Article published in Organic Chemistry Frontiers by CORENET partner UAM
The article, titled “NADH-mediated primordial synthesis of amino acids” and published on 14 February 2024 in Organic Chemistry Frontiers, discusses the enzyme-free reductive amination by Nicotinamide Adenine Dinucleotide (NADH) under prebiotic conditions, giving a plausible route to early amino acid synthesis. In the video below, postdoctoral researcher Dr. Javier Luis-Barrera from the Autonomous University of Madrid (UAM) explains how NADH, in the absence of enzymes and under mild prebiotic conditions, can facilitate the reductive amination of α-ketoacids to produce amino acids.
Key highlights of the paper include:
- Demonstrated enzyme-free reductive amination of α-ketoacids with NADH in ammonia/ammonium solution at pH 8, yielding amino acids under plausible prebiotic conditions.
- Alanine and glutamate formed in ~33–36% yield, while glycine showed poor yield due to NADH degradation; aspartate failed due to decarboxylation.
- Mechanistic evidence from NMR, MS, and UV–Vis reveals conversion of NADH → NAD⁺ and significant formation of ADP-ribose, especially with glyoxylate, suggesting cofactor degradation pathways.

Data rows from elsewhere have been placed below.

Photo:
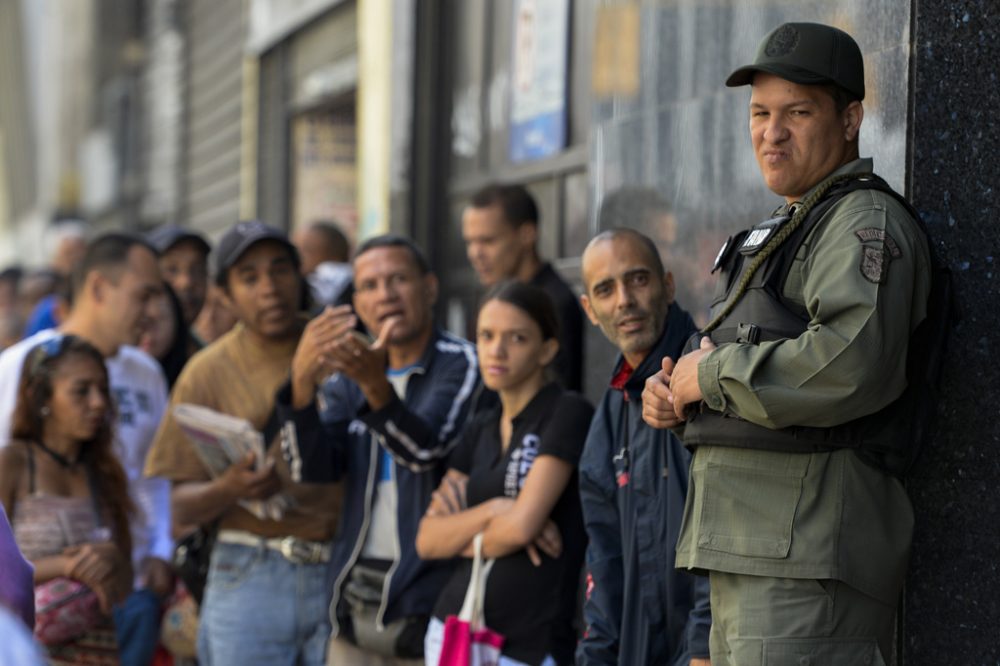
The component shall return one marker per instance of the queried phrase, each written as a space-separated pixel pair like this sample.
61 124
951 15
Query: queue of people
733 499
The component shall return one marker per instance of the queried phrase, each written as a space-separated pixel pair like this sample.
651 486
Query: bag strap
475 594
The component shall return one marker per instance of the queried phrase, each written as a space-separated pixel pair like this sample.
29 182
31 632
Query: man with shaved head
633 478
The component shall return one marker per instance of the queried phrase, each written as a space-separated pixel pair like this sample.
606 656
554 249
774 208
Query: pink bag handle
475 594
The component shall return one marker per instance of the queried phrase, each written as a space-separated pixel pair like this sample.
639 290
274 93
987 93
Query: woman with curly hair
67 498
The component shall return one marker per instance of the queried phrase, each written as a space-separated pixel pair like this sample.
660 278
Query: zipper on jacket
359 544
387 583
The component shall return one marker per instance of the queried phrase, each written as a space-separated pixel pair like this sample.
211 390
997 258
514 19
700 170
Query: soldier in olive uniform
793 402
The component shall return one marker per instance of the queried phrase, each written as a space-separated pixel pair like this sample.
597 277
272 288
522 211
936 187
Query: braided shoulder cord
773 244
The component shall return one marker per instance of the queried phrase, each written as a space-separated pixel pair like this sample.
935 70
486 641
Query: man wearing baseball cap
184 265
794 398
266 597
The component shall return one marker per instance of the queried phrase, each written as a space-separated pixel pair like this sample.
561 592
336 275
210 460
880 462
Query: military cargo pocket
749 507
821 652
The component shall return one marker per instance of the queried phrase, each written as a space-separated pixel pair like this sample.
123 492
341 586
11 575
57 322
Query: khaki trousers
763 621
345 653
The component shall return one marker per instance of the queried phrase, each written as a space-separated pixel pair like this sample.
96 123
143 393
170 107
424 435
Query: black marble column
952 602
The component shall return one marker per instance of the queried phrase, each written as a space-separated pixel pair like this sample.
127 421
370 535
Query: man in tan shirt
266 597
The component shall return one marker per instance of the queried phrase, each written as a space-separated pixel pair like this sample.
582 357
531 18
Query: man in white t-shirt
112 290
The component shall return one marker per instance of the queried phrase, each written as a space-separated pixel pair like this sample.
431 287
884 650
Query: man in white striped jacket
384 417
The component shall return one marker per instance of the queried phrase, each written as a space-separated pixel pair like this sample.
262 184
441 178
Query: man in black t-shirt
500 229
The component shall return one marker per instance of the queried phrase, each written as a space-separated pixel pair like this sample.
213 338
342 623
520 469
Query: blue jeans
259 608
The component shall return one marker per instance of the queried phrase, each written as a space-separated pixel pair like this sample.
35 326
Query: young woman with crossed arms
63 488
513 478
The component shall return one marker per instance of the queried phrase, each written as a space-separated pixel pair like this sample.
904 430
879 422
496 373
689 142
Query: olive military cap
807 53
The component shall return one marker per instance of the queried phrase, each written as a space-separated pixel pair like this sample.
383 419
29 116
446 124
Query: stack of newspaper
220 440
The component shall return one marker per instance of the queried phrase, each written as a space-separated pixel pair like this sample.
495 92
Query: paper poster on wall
324 182
539 62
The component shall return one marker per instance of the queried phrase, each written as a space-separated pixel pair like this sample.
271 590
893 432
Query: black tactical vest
885 438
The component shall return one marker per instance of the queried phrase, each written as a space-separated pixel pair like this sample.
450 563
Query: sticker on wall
539 65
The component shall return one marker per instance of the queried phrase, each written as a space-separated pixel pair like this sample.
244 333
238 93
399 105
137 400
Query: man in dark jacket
500 230
633 479
385 417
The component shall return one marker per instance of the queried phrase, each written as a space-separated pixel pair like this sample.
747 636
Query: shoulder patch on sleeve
875 258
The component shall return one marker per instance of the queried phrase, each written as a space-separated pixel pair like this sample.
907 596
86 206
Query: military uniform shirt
863 276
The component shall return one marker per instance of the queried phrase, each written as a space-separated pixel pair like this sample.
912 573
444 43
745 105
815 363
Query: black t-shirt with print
533 607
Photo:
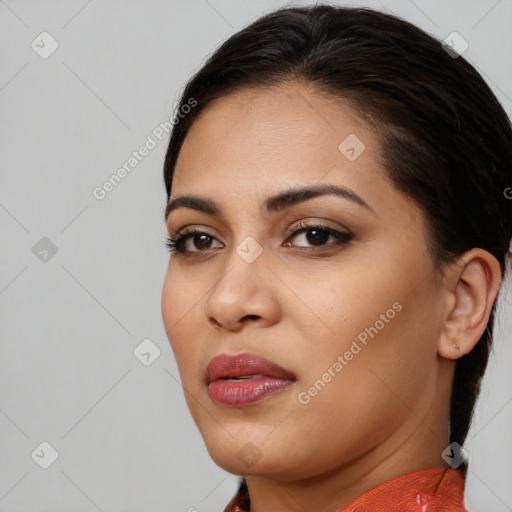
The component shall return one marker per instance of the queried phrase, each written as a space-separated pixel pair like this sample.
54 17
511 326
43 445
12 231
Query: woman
339 227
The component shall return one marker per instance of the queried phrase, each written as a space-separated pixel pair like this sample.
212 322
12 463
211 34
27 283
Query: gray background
70 324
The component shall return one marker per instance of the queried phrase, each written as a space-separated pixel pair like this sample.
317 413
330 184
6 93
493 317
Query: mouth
244 379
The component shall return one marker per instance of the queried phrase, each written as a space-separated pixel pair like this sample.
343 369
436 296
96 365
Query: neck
331 491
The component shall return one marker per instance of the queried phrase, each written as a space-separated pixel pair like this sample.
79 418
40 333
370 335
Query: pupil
318 238
204 239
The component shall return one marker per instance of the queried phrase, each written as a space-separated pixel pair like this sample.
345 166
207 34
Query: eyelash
175 244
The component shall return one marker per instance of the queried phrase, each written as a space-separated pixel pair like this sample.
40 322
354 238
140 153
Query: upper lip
240 365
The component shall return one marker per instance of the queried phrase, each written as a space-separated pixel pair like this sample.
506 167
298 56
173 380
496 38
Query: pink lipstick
244 379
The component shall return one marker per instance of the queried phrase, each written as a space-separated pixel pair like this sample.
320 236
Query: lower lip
245 392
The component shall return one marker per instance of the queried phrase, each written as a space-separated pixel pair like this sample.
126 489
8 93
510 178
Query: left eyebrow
272 204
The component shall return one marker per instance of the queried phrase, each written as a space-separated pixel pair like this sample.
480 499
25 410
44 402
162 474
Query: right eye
195 238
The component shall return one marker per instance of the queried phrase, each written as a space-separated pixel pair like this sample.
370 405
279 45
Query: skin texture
386 412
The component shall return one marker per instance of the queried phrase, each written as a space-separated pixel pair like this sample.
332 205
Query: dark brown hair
446 140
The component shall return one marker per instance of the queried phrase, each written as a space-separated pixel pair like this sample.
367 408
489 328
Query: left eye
319 236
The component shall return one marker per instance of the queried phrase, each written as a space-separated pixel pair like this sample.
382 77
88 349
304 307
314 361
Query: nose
244 293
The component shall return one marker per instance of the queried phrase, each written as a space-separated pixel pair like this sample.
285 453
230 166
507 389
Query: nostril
251 317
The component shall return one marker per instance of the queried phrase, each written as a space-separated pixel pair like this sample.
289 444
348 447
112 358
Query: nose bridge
243 289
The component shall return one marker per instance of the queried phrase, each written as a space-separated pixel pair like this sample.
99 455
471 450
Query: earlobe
473 285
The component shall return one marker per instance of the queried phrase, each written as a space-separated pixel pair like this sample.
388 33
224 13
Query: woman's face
338 289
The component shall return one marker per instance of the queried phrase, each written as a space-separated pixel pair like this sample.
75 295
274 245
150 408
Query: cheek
180 307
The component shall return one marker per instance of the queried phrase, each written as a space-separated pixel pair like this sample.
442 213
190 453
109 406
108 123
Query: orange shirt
426 490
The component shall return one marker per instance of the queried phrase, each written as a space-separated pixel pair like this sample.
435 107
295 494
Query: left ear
472 284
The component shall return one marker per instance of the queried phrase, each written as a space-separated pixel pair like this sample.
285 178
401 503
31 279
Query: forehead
263 138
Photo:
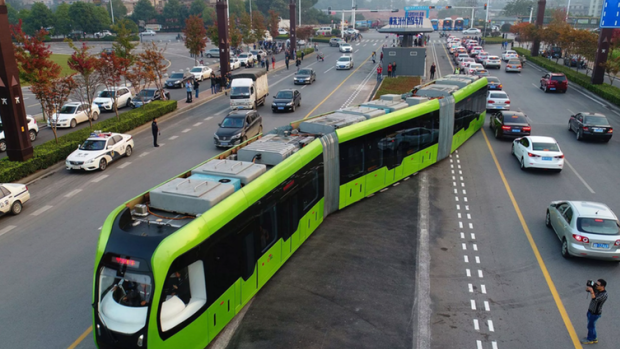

- DFT calculations indicate a feasible energy landscape: First, hemiaminal formation and dehydration to an iminium intermediate (activation ~70 kJ/mol), then hydride transfer (activation ~86 kJ/mol). Overall, the process is exergonic (≈ –50 kJ/mol).
- Supports a chemoautotrophic protometabolism theory, suggesting NADH or simpler nicotinamide analogues could have driven early metabolic chemistry prebiotically.